Saturday, November 11, 2006

The ABZs of Boys


Dan Waber, Boys, A-Z: A Primer (2 Oct 2006)

Dan Waber, in an impressive show of technical mastery along with a soupçon or more of Oulipian spirit, has put together a solid little booklet examining the sexavigesimal structure of our written language. What he does is this: he names each boy with each letter of the alphabet in sequence, creates a simple drawing of a boy's face out of the appropriate letter of the alphabet and a few squiggles of the pen, then he writes a four- or five-line and twenty-six-word light-verse poem about that boy.

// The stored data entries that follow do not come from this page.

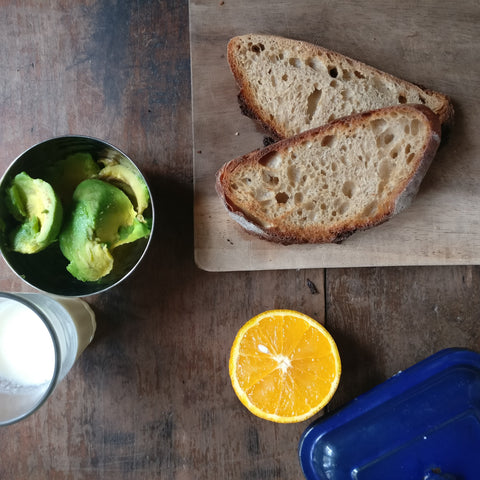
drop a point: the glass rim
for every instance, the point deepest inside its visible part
(56, 347)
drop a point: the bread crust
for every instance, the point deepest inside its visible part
(274, 128)
(397, 201)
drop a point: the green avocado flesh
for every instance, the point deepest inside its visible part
(102, 218)
(129, 181)
(91, 206)
(37, 211)
(66, 174)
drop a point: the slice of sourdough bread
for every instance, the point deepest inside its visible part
(290, 86)
(324, 184)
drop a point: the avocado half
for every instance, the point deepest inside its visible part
(66, 174)
(102, 218)
(129, 181)
(37, 211)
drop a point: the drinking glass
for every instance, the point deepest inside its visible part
(40, 338)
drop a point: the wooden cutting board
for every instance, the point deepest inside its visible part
(432, 43)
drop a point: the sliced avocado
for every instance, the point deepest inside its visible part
(100, 213)
(67, 173)
(133, 232)
(34, 204)
(130, 182)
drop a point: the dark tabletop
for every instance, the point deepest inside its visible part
(151, 398)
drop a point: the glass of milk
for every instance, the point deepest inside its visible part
(40, 339)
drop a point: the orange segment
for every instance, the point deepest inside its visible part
(284, 366)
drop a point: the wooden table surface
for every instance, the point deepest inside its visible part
(150, 398)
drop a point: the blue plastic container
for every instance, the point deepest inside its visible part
(421, 424)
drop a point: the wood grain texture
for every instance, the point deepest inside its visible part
(386, 319)
(427, 42)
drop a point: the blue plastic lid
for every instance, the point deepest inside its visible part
(421, 424)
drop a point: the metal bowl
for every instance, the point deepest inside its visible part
(46, 270)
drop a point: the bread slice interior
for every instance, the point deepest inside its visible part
(326, 183)
(291, 86)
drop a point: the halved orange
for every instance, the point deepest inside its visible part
(284, 366)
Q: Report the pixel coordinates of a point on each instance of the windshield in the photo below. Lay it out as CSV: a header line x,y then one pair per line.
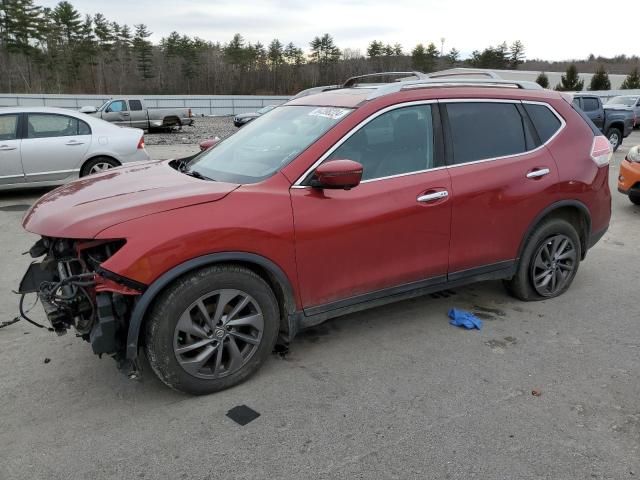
x,y
103,106
627,101
267,144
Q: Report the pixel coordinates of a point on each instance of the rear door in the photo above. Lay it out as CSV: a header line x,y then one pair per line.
x,y
10,164
54,146
117,112
138,115
501,178
392,230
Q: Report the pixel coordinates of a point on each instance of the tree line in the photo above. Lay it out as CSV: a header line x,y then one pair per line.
x,y
58,50
571,82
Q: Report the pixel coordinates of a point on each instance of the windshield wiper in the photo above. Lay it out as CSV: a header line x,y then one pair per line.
x,y
196,174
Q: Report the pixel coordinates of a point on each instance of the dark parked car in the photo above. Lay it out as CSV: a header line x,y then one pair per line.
x,y
626,101
330,204
243,118
614,121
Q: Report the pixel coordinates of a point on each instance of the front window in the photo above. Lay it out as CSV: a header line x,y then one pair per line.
x,y
267,144
626,101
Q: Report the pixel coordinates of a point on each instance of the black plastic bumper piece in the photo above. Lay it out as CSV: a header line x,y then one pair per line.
x,y
103,334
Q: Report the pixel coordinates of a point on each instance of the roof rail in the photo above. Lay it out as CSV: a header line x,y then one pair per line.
x,y
352,81
458,74
451,82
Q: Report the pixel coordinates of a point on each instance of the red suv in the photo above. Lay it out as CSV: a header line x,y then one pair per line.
x,y
329,204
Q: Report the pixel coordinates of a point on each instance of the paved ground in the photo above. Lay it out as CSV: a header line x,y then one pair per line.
x,y
394,392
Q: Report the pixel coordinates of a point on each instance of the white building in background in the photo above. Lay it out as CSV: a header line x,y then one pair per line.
x,y
554,78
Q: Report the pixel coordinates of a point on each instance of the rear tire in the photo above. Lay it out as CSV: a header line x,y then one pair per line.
x,y
211,329
549,262
615,138
97,165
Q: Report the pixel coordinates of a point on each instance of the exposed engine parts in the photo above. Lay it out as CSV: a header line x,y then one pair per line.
x,y
75,292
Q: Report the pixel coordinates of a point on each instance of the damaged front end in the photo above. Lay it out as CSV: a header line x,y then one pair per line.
x,y
77,293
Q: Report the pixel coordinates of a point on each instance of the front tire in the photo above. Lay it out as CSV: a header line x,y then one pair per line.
x,y
97,165
212,329
549,262
615,138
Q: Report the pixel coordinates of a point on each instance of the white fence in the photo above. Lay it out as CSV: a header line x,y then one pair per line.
x,y
200,104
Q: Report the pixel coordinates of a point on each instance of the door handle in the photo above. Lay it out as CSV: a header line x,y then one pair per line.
x,y
541,172
430,197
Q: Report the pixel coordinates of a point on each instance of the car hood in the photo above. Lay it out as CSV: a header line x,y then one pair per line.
x,y
84,208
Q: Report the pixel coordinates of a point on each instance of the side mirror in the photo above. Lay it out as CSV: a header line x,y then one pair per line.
x,y
207,144
337,174
88,109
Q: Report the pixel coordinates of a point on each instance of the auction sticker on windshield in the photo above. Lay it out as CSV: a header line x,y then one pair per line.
x,y
329,112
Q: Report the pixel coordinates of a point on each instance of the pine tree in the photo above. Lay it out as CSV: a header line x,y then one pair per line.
x,y
543,80
418,57
20,22
69,20
323,50
374,49
143,50
516,54
570,82
600,80
632,82
453,56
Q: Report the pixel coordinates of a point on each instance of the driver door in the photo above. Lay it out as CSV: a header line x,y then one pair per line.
x,y
389,234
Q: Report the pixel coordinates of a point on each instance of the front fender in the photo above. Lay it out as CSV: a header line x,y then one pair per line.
x,y
143,303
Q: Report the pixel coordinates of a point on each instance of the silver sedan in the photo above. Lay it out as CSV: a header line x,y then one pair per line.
x,y
45,146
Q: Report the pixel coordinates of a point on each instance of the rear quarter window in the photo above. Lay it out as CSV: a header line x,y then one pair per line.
x,y
544,121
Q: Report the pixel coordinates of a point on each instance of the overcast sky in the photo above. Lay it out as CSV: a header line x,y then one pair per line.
x,y
551,30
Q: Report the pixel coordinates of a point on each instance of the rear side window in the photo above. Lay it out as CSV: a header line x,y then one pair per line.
x,y
117,106
544,120
83,128
590,104
50,125
485,130
8,127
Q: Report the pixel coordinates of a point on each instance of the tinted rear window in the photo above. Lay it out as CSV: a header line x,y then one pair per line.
x,y
544,120
485,130
590,104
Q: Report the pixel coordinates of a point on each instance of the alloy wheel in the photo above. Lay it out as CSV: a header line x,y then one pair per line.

To make this more difficult is the point of each poem: to begin each word in the sexagesimal series with a different letter of the alphabet, each letter presented in alphabetical order. So Adam's poem starts "Adam builds computers," ending with "zippers," and Oliver's begins with "Oliver Plays Quiet Riot," going to the end of the alphabet and around, ending with "now."

Dan even continues the fun into his "A Bio" and to the back-cover blurb, which goes like this:

All boys come disguised, especially from girls.
Here is juicy knowledge, lessons maybe no one
previously quilled. Relax, sit tight,
uncover villains while x-raying y-chromosome zone.

Most remarkable of all, is that these little stanzas still make literal sense!